Complete blood count: Assess for anemia (suggesting occult GI bleeding or malignancy) or persistent leukocytosis 7, 2.
Stool studies: If diarrhea or altered bowel habits are present, test for ova and parasites, Clostridioides difficile, and fecal calprotectin (elevated in inflammatory bowel disease) 3.
Advanced Imaging if Indicated
Repeat CT abdomen/pelvis with IV contrast: Only if new symptoms develop, significant time has passed, or the initial CT was non-contrast 3.
MRI abdomen/pelvis: Consider if CT was equivocal or if there is concern for gynecologic pathology (endometriosis, adenomyosis) or early inflammatory bowel disease 4, 3.
Ultrasound (transvaginal): First-line for premenopausal women when gynecologic pathology (ovarian cyst, endometriosis) is suspected 1.
Management of Chronic Post-Inflammatory Pain
If No Active Inflammation is Found
Treat visceral hypersensitivity: Low-to-moderate dose tricyclic antidepressants (e.g., amitriptyline 10–25 mg at bedtime, titrated to effect) are effective for chronic abdominal pain without inflammation 1, 6.
Reassure the patient: Explain that persistent pain after resolved inflammation is common and does not indicate ongoing disease or cancer 1.
Avoid unnecessary repeat imaging: Repeated CT scans increase radiation exposure and rarely change management in the absence of new symptoms 1.
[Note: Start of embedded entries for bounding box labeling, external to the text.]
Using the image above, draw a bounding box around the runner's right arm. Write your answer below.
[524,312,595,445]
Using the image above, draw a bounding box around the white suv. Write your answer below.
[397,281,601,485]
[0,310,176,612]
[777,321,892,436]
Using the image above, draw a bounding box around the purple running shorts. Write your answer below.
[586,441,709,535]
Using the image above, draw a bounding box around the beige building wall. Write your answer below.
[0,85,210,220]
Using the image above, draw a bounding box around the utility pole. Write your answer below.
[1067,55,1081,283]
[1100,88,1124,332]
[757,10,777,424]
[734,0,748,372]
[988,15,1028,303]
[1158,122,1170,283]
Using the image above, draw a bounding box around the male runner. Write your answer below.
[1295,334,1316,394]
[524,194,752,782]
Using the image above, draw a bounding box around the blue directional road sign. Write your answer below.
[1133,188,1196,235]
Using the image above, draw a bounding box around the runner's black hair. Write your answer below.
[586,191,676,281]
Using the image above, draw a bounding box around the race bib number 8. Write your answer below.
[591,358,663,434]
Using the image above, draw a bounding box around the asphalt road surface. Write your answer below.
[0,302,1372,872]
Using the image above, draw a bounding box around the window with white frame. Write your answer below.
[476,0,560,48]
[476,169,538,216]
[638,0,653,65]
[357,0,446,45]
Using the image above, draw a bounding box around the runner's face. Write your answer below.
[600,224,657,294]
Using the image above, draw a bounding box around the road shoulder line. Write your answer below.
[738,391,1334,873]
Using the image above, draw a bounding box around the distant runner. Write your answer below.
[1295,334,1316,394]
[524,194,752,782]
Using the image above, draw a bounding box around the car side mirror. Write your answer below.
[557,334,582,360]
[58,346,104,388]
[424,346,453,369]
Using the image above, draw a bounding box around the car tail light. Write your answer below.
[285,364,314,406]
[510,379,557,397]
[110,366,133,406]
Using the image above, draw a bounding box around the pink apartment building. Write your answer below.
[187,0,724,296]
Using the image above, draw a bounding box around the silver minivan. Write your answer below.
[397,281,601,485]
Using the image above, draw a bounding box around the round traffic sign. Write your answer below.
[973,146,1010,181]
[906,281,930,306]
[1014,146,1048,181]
Lifestyle and Dietary Modifications
High-fiber diet: ≥22 g/day from fruits, vegetables, whole grains, and legumes reduces recurrence risk if prior diverticulitis was present 1, 6.
Avoid NSAIDs and opioids: Both are associated with increased risk of diverticulitis and can worsen chronic pain 6.
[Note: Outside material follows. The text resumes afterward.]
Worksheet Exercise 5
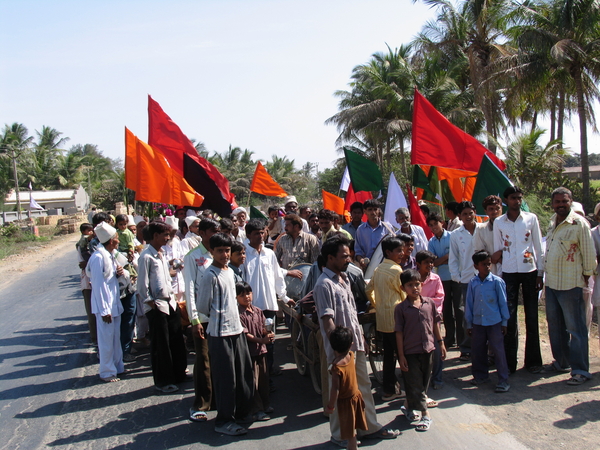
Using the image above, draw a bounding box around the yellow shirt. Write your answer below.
[367,258,406,333]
Regular physical activity: Vigorous exercise decreases diverticulitis risk and may improve functional pain 1, 6.
Specialist Referrals
Gastroenterology Consultation
Indications: Persistent symptoms despite conservative measures, concern for inflammatory bowel disease (Crohn's disease can mimic diverticulitis), or need for repeat colonoscopy if >5 years since last exam 3.
Colonoscopy timing: If complicated diverticulitis was previously present (abscess, perforation), repeat colonoscopy 6–8 weeks after resolution is mandatory to exclude colorectal cancer (7.9% prevalence in complicated cases) 1, 6.
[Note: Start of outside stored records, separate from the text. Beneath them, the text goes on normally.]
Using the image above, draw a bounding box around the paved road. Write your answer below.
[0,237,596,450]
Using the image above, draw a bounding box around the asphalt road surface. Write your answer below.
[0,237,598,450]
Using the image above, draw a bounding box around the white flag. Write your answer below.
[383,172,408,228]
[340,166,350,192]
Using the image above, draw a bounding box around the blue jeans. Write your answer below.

Pain Management or Psychiatry Consultation
- Psychosocial evaluation: Psychological factors influence pain perception and treatment outcomes; consider referral if pain is refractory to medical management 1.
Red Flags Requiring Urgent Re-evaluation
New fever, severe pain (≥8/10), or inability to tolerate oral intake: Obtain repeat CT to assess for complications (abscess, perforation, obstruction) 1, 6.
Unintentional weight loss, iron-deficiency anemia, or rectal bleeding: Urgent colonoscopy to exclude malignancy 1, 3.
Signs of bowel obstruction: Vomiting, inability to pass gas/stool, severe distension—requires immediate surgical consultation 3.
Common Pitfalls to Avoid
Do not assume negative imaging rules out all pathology: CT cannot replace colonoscopy for mucosal lesions, and early inflammatory bowel disease may not be visible on CT 1.
Do not prescribe antibiotics without evidence of infection: CRP <140 mg/L, normal WBC, and negative CT make bacterial infection unlikely 1, 6.
Do not overlook gynecologic causes in women: Endometriosis, ovarian cysts, and pelvic inflammatory disease can present as chronic left-sided pain 1, 2.
Do not delay colonoscopy if age-appropriate screening is overdue: Colorectal cancer can present with chronic pain and normal labs 1, 3.